John Thorpe, a rather fat young man of medium height with a plain face and ungraceful style, immediately claimed everyone’s attention. Looking at his watch, he shouted, ‘Twenty-five miles from Tetbury to Bath in two and a half hours! We left Tetbury as the town clock struck eleven.’
‘You have lost an hour, John,’ James Morland corrected him. We left the inn at Tetbury at ten o’clock.’
‘Miss Morland, your brother is dreaming. My horse could never take over three hours for such a journey. And have you noticed my carriage? I just gave fifty pounds for it to a friend at Oxford. Now, lead the way to Mother’s lodgings, Isabella.’ Isabella was so happy to take James’s arm and when they passed the two offensive young men from the Pump Room, she only looked back at them three times.
Mr Thorpe accompanied Catherine, and no sooner had they begun their walk than he started to talk about his superior carriage again.
‘Do you like an open carriage, Miss Morland?’
‘Very much, but I have few opportunities of being in one.’
‘I shall drive you to Lansdown Hill tomorrow, and I shall take you out in my carriage every day that I am in Bath.’
Catherine was not sure if this was an appropriate arrangement, but she said, ‘Thank you, but won’t your horse need a rest?’
‘Never! That horse has only covered twenty-five miles today. Too much rest ruins a good horse. I am an expert on horses and tomorrow you and I will drive to Lansdown, Miss Morland.’ Isabella was listening to her brother and turned and said, ‘And what about me?’

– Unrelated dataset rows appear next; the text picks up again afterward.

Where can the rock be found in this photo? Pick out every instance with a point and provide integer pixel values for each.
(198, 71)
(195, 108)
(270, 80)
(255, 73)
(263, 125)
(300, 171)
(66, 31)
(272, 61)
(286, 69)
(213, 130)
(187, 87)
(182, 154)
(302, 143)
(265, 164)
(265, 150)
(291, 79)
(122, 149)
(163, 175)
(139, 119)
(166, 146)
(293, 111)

‘Isabella, I did not come to Bath to drive my sisters around, especially not those two ugly younger ones. Anyway, Morland must take care of you.’ And turning towards Catherine, he said, ‘Miss Morland, let us be dance partners this evening. It is always good to get these annoying arrangements out of the way.’
After getting her agreement, Mr Thorpe seemed to give up chatting with Catherine. Instead, he made comments to her about the appearance of every woman they passed. Some he said were pretty, some fat, some old, some almost handsome. Although Catherine was very inexperienced, she doubted if Mr Thorpe was behaving very politely, so she tried to change the direction of his comments.
‘Have you ever read Udolpho, Mr Thorpe?’
‘Lord, no! There has not been a good novel since Tom Jones.’
‘You might like Udolpho; it is so interesting,’ said Catherine.
‘No, if I read any, it will be one of Mrs Radcliff’s; she knows something about real life,’ said Mr Thorpe confidently.
Catherine did not want to embarrass Mr Thorpe, but she had to say, ‘Udolpho was written by Mrs Radcliff.’
‘Was it? Oh, yes,’ Mr Thorpe replied. ‘I was thinking of that other stupid book by that woman who married a foreigner. Keep away from anything she has written.’
Once again Catherine felt that she had misunderstood the reasoning behind someone’s opinions.
When James Morland visited his sister and Mr and Mrs Allen at their lodgings later that afternoon, he asked, ‘Well, Catherine, how do you like my friend Thorpe?’
If John Thorpe had had no connection to her brother or to her new friend, and if there had been no invitations for carriage rides and dance partners, Catherine would have said, ‘I do not like him at all.’ But under the present circumstances, she said, ‘I like him very much; he seems very agreeable.’
‘He is a good-natured fellow. Perhaps a little too full of opinions sometimes, but you girls like that in a gentleman, don’t you? And how do you like the rest of the family?’
‘Oh, very much, especially Isabella,’ Catherine said happily.
‘I am very glad to hear you say that,’ said James. ‘She has so much good sense and is so friendly and kind. Since I met her, I have wanted you to meet her and now I learn that she already has a very high opinion of you. I am sure you may be very proud of receiving praise from a girl like Miss Thorpe. And I am sure she is greatly admired in a place like Bath, isn’t she?’